We post a new episode of Appalachian History weekly podcast every Sunday. Check us out on the Stitcher network, available on mobile phones, in-car dashboards and tablets worldwide. Just click below to start listening:
We open today’s show with a look at a brand new documentary film titled ‘Earl Hamner Storyteller.’ “There were eight of us,” Hamner recalls. “Tall, lean, fine-boned, red-headed youngsters growing up in the Blue Ridge Mountains of Virginia during the Depression. My father called us ‘his thoroughbreds,’ and put us on a pedestal. CBS called us The Waltons, and put us on television.”
We’ll pause in between things to catch up on a calendar of events in the region this week, with special attention paid to events that emphasize heritage and local color.

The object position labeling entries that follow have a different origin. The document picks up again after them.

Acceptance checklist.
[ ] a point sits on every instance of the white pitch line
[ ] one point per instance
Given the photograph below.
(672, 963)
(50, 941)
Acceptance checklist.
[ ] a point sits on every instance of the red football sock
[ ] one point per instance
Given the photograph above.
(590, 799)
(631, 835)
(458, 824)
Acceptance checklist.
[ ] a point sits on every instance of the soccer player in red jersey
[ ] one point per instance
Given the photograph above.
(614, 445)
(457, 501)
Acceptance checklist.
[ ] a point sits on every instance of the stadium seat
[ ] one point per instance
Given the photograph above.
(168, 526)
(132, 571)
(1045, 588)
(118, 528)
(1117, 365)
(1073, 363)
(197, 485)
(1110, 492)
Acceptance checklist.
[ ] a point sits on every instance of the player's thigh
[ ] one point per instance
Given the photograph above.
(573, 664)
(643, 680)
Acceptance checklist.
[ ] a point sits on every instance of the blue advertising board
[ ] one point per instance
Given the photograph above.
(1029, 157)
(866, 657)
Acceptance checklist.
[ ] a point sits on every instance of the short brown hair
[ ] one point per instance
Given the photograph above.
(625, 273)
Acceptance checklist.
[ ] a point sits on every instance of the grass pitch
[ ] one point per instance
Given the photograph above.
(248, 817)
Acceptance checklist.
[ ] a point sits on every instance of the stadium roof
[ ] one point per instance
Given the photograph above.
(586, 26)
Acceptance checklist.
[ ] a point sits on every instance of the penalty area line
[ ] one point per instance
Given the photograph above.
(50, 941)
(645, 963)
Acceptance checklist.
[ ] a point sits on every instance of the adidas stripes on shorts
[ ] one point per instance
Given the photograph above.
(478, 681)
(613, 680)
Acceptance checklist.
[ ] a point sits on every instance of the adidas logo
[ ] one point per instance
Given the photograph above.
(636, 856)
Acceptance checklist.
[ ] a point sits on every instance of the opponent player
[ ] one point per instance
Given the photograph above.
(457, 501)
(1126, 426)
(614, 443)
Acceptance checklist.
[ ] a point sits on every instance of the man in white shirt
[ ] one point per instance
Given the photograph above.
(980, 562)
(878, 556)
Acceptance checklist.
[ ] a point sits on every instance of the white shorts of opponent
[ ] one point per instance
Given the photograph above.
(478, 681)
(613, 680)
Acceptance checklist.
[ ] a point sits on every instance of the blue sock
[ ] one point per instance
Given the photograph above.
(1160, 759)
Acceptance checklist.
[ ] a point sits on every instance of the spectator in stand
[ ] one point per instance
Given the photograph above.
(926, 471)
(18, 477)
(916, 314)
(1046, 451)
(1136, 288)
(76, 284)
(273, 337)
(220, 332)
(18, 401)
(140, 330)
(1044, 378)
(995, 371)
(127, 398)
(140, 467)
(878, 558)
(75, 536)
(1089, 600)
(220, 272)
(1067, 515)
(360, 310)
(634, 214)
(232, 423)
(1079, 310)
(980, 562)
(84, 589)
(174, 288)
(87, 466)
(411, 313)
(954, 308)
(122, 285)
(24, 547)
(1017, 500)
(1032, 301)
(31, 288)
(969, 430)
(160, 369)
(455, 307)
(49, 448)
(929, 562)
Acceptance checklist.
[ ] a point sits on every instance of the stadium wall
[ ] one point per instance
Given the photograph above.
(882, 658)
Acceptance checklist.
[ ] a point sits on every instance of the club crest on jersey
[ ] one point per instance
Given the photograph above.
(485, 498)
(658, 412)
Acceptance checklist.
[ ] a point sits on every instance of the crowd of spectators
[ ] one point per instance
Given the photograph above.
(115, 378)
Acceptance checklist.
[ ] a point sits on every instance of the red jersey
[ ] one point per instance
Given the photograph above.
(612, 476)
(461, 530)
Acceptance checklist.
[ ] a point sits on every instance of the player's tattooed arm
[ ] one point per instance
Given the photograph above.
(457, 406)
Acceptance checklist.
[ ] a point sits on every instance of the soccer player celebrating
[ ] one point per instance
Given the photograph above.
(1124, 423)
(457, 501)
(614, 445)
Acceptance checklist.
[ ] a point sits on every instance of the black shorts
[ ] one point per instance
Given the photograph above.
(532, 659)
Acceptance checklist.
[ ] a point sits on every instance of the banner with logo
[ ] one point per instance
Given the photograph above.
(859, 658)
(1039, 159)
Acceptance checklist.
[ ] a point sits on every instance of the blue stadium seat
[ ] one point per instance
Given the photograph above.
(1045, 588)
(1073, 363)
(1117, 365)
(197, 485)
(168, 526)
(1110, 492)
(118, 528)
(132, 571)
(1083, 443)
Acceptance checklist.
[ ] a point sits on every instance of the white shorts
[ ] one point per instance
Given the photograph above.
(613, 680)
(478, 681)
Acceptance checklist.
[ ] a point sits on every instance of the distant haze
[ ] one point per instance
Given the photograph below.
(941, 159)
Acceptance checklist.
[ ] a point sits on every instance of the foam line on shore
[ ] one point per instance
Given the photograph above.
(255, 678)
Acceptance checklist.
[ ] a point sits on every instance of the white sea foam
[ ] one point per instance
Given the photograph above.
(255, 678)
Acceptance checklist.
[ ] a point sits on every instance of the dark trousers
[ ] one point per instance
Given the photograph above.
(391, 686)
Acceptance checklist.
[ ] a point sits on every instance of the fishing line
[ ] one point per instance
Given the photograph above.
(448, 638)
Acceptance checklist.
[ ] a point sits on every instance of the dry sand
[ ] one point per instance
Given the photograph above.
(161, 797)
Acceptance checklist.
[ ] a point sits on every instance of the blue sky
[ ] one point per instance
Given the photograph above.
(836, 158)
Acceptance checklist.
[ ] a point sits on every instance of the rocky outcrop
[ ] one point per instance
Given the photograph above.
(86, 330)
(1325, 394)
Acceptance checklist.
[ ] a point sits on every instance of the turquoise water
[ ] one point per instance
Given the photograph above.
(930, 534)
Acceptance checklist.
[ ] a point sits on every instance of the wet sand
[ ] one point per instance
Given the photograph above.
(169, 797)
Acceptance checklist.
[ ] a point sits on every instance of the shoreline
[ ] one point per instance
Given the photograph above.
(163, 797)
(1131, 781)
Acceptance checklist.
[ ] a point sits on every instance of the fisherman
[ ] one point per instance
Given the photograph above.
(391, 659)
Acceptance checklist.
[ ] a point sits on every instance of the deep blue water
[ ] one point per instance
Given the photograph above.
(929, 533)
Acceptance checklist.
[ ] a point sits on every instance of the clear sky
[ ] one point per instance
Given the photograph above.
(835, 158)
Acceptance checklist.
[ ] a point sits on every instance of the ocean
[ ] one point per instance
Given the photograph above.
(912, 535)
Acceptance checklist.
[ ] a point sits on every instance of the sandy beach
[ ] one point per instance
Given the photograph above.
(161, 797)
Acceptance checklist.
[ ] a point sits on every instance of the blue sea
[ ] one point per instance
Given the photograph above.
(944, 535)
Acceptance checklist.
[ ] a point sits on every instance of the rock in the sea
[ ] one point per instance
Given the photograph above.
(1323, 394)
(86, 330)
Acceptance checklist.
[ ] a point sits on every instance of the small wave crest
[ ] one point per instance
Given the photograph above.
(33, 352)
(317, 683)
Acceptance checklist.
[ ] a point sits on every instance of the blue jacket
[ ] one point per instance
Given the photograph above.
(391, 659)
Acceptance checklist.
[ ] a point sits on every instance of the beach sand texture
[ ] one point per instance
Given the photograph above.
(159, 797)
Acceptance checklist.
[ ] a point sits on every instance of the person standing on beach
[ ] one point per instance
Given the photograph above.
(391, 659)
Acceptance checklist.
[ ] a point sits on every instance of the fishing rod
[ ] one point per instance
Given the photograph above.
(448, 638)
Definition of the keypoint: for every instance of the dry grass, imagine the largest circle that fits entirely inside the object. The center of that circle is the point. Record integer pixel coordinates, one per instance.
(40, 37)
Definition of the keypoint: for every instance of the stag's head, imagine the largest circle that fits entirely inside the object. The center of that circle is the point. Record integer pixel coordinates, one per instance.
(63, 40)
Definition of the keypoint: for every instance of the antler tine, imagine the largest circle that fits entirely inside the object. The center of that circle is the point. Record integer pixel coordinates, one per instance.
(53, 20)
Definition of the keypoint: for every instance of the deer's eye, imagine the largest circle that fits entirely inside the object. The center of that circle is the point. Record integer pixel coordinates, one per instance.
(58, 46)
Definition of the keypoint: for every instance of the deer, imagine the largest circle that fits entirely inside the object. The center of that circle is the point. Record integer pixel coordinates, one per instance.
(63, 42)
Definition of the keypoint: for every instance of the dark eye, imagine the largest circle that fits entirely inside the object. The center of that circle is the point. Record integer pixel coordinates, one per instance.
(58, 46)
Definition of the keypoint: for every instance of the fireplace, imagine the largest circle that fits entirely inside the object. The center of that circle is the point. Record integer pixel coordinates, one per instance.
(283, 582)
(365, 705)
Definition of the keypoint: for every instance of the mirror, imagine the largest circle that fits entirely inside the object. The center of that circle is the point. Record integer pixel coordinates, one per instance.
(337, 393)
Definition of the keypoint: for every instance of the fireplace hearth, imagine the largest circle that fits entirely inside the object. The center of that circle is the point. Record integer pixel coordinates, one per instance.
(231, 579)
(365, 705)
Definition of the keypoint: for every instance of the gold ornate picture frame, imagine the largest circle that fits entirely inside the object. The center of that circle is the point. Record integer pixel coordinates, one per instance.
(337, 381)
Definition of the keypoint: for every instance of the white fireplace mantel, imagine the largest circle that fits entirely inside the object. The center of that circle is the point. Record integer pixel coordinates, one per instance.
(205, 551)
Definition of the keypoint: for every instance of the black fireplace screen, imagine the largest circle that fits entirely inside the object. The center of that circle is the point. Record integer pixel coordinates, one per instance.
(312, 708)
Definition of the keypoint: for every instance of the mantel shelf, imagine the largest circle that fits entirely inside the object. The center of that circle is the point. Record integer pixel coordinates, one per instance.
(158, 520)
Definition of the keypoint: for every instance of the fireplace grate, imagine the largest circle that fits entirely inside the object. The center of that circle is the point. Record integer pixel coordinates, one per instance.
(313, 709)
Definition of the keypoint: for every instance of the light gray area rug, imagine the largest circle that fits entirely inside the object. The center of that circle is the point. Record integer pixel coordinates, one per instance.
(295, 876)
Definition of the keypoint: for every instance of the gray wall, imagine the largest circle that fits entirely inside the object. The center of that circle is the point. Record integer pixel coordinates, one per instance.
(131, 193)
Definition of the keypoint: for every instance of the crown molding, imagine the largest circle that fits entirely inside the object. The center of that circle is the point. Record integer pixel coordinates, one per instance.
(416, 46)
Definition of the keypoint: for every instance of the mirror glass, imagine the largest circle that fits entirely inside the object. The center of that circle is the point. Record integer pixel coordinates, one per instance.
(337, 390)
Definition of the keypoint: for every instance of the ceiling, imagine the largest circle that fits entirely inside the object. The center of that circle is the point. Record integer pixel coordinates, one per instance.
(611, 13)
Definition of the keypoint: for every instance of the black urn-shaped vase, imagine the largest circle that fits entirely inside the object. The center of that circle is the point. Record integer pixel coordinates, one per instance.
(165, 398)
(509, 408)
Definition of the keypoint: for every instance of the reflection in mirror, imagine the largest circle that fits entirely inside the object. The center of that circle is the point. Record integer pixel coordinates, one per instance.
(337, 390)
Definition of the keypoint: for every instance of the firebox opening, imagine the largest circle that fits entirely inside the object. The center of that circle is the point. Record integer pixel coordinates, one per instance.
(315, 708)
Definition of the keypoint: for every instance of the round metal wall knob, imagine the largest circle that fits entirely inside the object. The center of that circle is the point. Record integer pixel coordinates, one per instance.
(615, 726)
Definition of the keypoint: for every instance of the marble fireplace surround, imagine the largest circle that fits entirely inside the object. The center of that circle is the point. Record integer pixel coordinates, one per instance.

In 2013, Cora Hairston released her debut novel, a story told through the eyes of a coal miner’s daughter ‘on the black side.’ Faces Behind the Dust traces the challenges, triumphs and tragedies of a young black woman’s coming of age in the southern West Virginia coalfields in the 1950’s and 1960’s, towards the end of segregation and the dawning of the Civil Rights era. Here’s an excerpt from it.
We’ll wrap things up with the tale of Tennessee’s most famous hag: the Bell Witch. “This witch,” said an 1886 ‘History of Tennessee,’ “was supposed to be some spiritual being having the voice and attributes of a woman. It was invisible to the eye, yet it would hold conversation and even shake hands with certain individuals. It would take the sugar from the bowls, spill the milk, take the quilts from the beds, slap and pinch the children, and then laugh at the discomfort of its victims.”
And thanks to the good folks at the Victor Library at the University of California Santa Barbara, we’ll be able to enjoy some authentic Appalachian music from Smyth County Ramblers a 1928 recording of My Name is Ticklish Reuben.
So call your old Plott hound up on the porch, fire up your corncob pipe, and settle in for a dose of Appalachian history.